Calling a method on an interface in Go: 1. Load type_pointer. 2. Look up method in itable (interface table). 3. Indirect call.

~3-5 cycles, similar to Java's virtual call.

Devirtualization

Pre-Go-1.21: very limited. PGO (1.21+) enables it for hot sites.

Implication

Replacing direct struct calls with interface-based calls in Go has a real perf cost. Use sparingly in hot loops; prefer concrete types or generics for performance-critical code.


Method dispatch in Python

Every Python method call: 1. Look up obj.method in the MRO. 2. Build a bound method object. 3. Call.

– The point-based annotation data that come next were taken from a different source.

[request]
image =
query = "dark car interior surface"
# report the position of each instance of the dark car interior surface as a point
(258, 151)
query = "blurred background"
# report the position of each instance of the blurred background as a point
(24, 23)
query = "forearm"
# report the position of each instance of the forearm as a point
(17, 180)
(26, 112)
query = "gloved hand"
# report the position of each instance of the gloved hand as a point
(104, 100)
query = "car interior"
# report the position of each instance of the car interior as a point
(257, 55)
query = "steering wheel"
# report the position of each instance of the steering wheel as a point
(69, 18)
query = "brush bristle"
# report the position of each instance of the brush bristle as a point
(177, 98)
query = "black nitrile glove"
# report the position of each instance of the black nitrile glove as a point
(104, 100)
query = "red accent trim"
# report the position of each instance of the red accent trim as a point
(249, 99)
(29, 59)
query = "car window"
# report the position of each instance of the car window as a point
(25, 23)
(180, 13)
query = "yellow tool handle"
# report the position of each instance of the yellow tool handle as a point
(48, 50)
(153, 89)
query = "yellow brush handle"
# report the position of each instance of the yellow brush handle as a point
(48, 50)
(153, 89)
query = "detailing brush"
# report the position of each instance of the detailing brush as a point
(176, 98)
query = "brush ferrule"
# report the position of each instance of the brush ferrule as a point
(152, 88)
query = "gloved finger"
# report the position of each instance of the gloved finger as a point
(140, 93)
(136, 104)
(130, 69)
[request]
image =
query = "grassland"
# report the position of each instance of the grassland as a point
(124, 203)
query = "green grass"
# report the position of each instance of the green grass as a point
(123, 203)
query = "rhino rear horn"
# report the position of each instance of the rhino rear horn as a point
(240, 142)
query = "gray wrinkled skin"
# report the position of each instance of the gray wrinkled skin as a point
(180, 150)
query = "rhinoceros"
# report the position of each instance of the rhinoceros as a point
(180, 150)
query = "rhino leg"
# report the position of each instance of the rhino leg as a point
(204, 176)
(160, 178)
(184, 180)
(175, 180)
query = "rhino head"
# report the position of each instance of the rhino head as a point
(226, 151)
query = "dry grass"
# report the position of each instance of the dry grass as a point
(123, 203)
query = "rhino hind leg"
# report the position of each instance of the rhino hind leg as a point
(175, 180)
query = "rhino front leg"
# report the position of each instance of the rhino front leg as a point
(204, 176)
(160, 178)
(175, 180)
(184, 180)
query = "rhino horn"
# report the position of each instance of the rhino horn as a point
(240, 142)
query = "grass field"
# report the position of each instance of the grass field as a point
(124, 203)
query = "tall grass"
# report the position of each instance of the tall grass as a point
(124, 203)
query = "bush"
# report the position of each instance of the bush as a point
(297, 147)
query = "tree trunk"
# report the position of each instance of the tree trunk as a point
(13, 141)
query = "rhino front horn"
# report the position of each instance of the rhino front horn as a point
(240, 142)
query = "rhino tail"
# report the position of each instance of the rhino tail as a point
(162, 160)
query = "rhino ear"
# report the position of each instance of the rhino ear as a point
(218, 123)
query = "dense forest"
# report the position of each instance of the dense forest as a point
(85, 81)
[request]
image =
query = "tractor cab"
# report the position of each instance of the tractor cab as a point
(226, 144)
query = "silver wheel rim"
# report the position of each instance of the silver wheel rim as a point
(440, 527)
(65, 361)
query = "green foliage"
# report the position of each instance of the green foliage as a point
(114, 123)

Cost: ~100-500 ns per call. CPython has no JIT.

PyPy

PyPy's tracing JIT inlines polymorphic methods aggressively when the call site is monomorphic. Refactorings in this category have small relative cost in PyPy.

Implication

CPython refactorings should consider: - Each Pull Up Method adds no cost. - Each Push Down Method adds no cost. - Avoiding deep MRO chains helps if you're seeing slow attribute access.


Layout and cache locality

Java

Object layout is JVM-specific. Generally: - Header (12-16 bytes). - Fields ordered by JVM heuristic (often largest first to align). - Padding for 8-byte alignment.

Pull Up Field changes which class owns the field, but layout is determined per-class. Subclass instances inherit parent fields; layout extends the parent's.

Go

Struct layout is declared (Go doesn't reorder). Embedded structs are inlined into the outer struct.

type Animal struct { name string }
type Dog struct {
    Animal       // embedded, inlined
    breed string
}

Dog is [Animal | breed] — contiguous. Excellent cache locality.

When Pull Up Field hurts cache locality

Pulling up a field used only by one subclass means all instances of all subclasses have the field. If subclasses are common but the field is rarely used, you've widened every instance.

Example:

abstract class Animal {
    String name;
    String breed;   // only Dogs have a breed; Cats also carry it
}

Cats waste 4-8 bytes per instance. For 10M Cats, ~80 MB.

Cure

Push the field down to Dog only. Or use Optional<String> (still a reference; same memory cost as String).


Review questions

  1. What's a vtable?
  2. What's an inline cache?
  3. When can JIT devirtualize a virtual call?
  4. What's the cost difference between monomorphic and megamorphic call sites?
  5. How do sealed types help devirtualization?
  6. What's the runtime cost of Replace Inheritance with Delegation?
  7. How does Go's interface dispatch differ from Java's vtable?
  8. What does PGO buy for interface-heavy Go code?
  9. Why does Pull Up Field sometimes hurt cache locality?
  10. How does PyPy reduce the cost of OO dispatch in Python?